The floors are polished concrete and red spruce; interior walls comprise brick placed in the path of the sun to act as thermal storage. Windows are triple pane, fibreglass framed, argon filled with an average R value of 4.5. Window glazing is 91% south facing to avoid heat loss and maximise solar heat gain.

Exterior durability measures include a metal roof and fascia, electrically controlled exterior shutters, stone and red spruce siding.

Heat recovered ventilation is provided by a Zhender air exchanger rated at 93% efficiency and along with interior appliances is powered by a 5.4 watt photovoltaic solar panel system.
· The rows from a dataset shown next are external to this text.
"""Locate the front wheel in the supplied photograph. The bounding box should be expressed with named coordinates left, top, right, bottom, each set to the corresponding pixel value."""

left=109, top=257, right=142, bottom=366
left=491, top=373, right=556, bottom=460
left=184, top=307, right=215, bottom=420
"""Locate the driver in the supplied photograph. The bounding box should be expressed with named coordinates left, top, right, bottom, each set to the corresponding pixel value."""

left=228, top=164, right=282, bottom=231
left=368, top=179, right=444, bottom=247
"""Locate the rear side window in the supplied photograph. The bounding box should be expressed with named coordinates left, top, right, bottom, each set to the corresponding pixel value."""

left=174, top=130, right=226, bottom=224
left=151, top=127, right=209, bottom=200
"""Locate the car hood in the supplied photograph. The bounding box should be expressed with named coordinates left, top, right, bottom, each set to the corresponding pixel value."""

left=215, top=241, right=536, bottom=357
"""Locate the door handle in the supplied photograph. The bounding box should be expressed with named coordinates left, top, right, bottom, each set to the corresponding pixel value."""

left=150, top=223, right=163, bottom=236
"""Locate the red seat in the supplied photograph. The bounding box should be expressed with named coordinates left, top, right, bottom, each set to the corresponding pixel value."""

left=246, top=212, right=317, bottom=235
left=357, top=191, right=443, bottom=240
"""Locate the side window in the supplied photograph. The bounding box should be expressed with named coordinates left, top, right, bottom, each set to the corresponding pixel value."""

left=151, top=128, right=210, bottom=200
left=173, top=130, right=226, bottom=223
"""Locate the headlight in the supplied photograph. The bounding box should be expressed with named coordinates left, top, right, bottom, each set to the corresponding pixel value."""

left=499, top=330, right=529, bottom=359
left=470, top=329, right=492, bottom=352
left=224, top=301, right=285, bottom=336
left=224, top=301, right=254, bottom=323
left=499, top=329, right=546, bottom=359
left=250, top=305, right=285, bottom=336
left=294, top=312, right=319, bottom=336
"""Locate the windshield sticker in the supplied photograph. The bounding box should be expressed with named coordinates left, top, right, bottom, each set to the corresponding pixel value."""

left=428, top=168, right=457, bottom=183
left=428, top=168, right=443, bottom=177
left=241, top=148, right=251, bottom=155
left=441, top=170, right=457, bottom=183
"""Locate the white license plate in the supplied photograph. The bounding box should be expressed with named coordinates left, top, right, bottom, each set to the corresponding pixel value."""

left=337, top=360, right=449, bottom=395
The ceiling is insulated to R151; walls have a 'true' R value rating of 80, and the energy load needed for heat on the coldest days is estimated at 12 W per square meter or a total of 2100 W. For the most part, this home is expected to remain at a comfortable temperature throughout the winter with only passive solar heat gain and the heat normally generated though human occupancy.
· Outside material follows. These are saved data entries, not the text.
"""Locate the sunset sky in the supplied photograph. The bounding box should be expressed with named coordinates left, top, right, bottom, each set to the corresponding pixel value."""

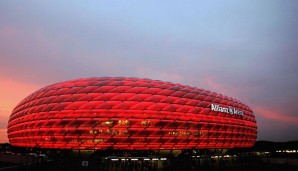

left=1, top=0, right=298, bottom=143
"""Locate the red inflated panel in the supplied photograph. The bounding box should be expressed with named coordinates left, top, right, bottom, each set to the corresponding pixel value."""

left=7, top=77, right=257, bottom=150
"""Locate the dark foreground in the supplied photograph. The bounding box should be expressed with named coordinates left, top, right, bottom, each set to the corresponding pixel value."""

left=1, top=157, right=298, bottom=171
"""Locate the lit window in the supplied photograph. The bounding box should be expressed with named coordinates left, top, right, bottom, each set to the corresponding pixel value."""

left=168, top=131, right=178, bottom=136
left=94, top=139, right=102, bottom=143
left=118, top=120, right=130, bottom=126
left=102, top=121, right=113, bottom=126
left=140, top=120, right=151, bottom=126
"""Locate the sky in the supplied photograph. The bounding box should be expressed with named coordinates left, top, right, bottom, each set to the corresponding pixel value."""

left=0, top=0, right=298, bottom=143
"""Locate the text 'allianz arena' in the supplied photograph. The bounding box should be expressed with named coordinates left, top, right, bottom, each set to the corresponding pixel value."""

left=8, top=77, right=257, bottom=150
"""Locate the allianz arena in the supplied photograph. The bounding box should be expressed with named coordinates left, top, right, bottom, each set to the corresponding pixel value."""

left=7, top=77, right=257, bottom=150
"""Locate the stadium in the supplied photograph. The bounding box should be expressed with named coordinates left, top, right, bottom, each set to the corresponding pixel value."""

left=7, top=77, right=257, bottom=151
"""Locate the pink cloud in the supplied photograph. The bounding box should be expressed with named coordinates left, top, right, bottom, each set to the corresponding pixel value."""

left=0, top=76, right=40, bottom=124
left=0, top=76, right=40, bottom=112
left=254, top=106, right=298, bottom=125
left=199, top=74, right=242, bottom=99
left=0, top=76, right=41, bottom=143
left=0, top=129, right=8, bottom=143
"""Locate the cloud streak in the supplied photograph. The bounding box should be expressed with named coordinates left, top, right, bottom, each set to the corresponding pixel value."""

left=255, top=106, right=298, bottom=125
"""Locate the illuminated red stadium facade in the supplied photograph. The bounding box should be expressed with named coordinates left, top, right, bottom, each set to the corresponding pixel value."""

left=7, top=77, right=257, bottom=150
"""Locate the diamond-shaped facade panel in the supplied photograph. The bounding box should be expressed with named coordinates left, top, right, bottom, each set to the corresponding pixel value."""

left=7, top=77, right=257, bottom=150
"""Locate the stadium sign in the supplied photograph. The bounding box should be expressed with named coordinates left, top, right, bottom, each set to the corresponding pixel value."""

left=210, top=104, right=244, bottom=116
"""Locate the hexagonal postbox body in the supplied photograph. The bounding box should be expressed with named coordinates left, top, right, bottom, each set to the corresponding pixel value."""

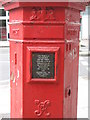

left=2, top=1, right=86, bottom=118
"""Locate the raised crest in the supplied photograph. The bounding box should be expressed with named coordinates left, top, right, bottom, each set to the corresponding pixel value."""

left=34, top=100, right=51, bottom=117
left=30, top=7, right=56, bottom=21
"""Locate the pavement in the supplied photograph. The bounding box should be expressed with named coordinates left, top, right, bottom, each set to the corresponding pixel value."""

left=79, top=39, right=90, bottom=56
left=0, top=47, right=10, bottom=119
left=77, top=56, right=89, bottom=118
left=78, top=40, right=89, bottom=118
left=0, top=43, right=89, bottom=119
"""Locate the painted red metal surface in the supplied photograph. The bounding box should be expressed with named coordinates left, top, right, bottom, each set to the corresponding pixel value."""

left=1, top=1, right=86, bottom=118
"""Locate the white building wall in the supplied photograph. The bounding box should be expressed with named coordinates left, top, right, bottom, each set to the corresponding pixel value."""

left=81, top=15, right=88, bottom=40
left=81, top=6, right=89, bottom=40
left=88, top=6, right=90, bottom=40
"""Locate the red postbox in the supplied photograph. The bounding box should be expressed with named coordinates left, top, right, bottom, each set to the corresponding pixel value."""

left=1, top=1, right=86, bottom=118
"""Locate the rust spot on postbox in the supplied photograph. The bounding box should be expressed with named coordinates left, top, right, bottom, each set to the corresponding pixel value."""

left=10, top=72, right=14, bottom=81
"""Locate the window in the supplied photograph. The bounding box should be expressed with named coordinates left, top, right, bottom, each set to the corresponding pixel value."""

left=0, top=20, right=6, bottom=27
left=0, top=9, right=6, bottom=16
left=0, top=20, right=7, bottom=41
left=80, top=18, right=82, bottom=31
left=0, top=8, right=9, bottom=41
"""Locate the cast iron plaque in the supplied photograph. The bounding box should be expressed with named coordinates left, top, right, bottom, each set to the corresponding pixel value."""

left=32, top=52, right=55, bottom=79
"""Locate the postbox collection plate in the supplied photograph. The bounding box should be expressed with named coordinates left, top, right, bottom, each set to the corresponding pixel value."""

left=26, top=47, right=59, bottom=82
left=32, top=52, right=55, bottom=79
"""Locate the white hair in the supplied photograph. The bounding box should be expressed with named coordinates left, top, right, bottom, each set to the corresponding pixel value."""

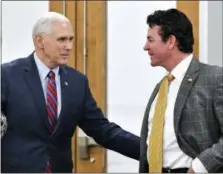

left=32, top=11, right=70, bottom=39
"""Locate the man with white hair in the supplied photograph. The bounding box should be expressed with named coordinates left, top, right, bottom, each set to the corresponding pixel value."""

left=1, top=12, right=140, bottom=173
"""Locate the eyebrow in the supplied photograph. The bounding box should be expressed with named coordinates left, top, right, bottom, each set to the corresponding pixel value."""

left=57, top=36, right=74, bottom=40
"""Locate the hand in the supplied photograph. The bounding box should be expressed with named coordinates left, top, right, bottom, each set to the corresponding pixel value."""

left=187, top=168, right=195, bottom=173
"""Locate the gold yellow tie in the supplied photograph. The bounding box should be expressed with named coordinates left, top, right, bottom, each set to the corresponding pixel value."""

left=148, top=73, right=174, bottom=173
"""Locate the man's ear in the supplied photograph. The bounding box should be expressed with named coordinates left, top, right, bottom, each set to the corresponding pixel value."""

left=35, top=35, right=44, bottom=49
left=167, top=35, right=177, bottom=50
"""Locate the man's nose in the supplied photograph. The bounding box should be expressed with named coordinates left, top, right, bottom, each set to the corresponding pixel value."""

left=144, top=41, right=151, bottom=51
left=65, top=41, right=73, bottom=50
left=143, top=43, right=148, bottom=51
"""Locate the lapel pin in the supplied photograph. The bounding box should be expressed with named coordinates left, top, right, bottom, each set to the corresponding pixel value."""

left=188, top=78, right=192, bottom=82
left=65, top=81, right=68, bottom=86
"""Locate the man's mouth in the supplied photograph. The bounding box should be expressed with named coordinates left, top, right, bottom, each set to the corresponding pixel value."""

left=61, top=54, right=69, bottom=57
left=149, top=53, right=154, bottom=57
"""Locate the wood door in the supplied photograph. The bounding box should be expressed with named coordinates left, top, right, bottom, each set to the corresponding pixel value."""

left=177, top=1, right=199, bottom=58
left=75, top=1, right=106, bottom=172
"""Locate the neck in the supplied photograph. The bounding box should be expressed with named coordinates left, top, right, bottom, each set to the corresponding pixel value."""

left=164, top=52, right=191, bottom=72
left=35, top=50, right=57, bottom=70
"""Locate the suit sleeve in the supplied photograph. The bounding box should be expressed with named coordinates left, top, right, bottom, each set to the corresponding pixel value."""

left=1, top=64, right=8, bottom=115
left=78, top=77, right=140, bottom=160
left=198, top=80, right=223, bottom=172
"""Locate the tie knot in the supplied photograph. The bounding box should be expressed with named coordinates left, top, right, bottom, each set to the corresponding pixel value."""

left=166, top=73, right=174, bottom=82
left=48, top=71, right=55, bottom=79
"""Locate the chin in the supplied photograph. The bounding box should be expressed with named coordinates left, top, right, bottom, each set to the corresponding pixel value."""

left=150, top=58, right=163, bottom=67
left=150, top=61, right=158, bottom=67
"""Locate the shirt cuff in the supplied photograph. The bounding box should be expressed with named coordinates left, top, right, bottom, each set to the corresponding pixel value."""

left=192, top=157, right=208, bottom=173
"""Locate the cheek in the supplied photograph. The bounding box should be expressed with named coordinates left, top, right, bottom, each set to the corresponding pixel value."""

left=153, top=44, right=166, bottom=53
left=52, top=45, right=62, bottom=55
left=45, top=43, right=55, bottom=52
left=150, top=41, right=161, bottom=49
left=57, top=44, right=65, bottom=52
left=150, top=44, right=159, bottom=52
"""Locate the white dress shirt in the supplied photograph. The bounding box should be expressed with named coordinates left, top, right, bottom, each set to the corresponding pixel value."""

left=147, top=54, right=208, bottom=172
left=34, top=53, right=62, bottom=118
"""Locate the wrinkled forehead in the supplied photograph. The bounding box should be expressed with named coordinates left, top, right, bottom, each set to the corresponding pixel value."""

left=50, top=21, right=74, bottom=37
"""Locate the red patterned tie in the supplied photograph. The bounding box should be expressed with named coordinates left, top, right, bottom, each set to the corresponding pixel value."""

left=45, top=71, right=57, bottom=173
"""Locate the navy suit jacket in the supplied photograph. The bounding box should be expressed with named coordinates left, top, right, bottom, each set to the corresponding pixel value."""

left=1, top=53, right=140, bottom=173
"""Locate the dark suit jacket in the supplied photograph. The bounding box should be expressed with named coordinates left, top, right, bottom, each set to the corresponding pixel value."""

left=1, top=53, right=140, bottom=173
left=139, top=58, right=223, bottom=173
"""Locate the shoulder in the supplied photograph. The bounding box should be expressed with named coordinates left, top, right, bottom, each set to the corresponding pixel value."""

left=62, top=65, right=89, bottom=84
left=1, top=56, right=29, bottom=76
left=199, top=62, right=223, bottom=84
left=2, top=57, right=28, bottom=70
left=200, top=62, right=223, bottom=74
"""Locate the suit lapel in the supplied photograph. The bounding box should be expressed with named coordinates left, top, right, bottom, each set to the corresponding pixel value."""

left=52, top=66, right=68, bottom=136
left=24, top=54, right=70, bottom=135
left=24, top=54, right=49, bottom=131
left=141, top=83, right=160, bottom=137
left=174, top=58, right=200, bottom=133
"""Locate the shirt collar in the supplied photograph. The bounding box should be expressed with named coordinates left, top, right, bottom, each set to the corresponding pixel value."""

left=169, top=54, right=193, bottom=81
left=33, top=52, right=60, bottom=81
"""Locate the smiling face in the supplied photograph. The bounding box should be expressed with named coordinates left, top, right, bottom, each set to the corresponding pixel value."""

left=35, top=21, right=74, bottom=69
left=143, top=25, right=171, bottom=68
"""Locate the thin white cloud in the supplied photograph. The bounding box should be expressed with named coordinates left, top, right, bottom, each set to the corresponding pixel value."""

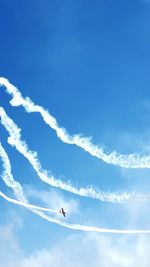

left=0, top=77, right=150, bottom=168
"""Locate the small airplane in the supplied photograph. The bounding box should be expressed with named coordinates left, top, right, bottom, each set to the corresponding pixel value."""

left=59, top=208, right=66, bottom=217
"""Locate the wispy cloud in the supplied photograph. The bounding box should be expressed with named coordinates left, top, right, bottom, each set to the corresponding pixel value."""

This will be the first winter for the Kenogami House, and its performance will be closely monitored. Should it be necessary to take measures to avoid overheating during mild periods, Alain is considering an air-to-water heat pump to extract heat from the air where it can be deposited into a domestic hot water tank. From there it can serve domestic hot water needs, or be transferred to the radiant concrete floor as thermal storage to balance temperatures between day and night.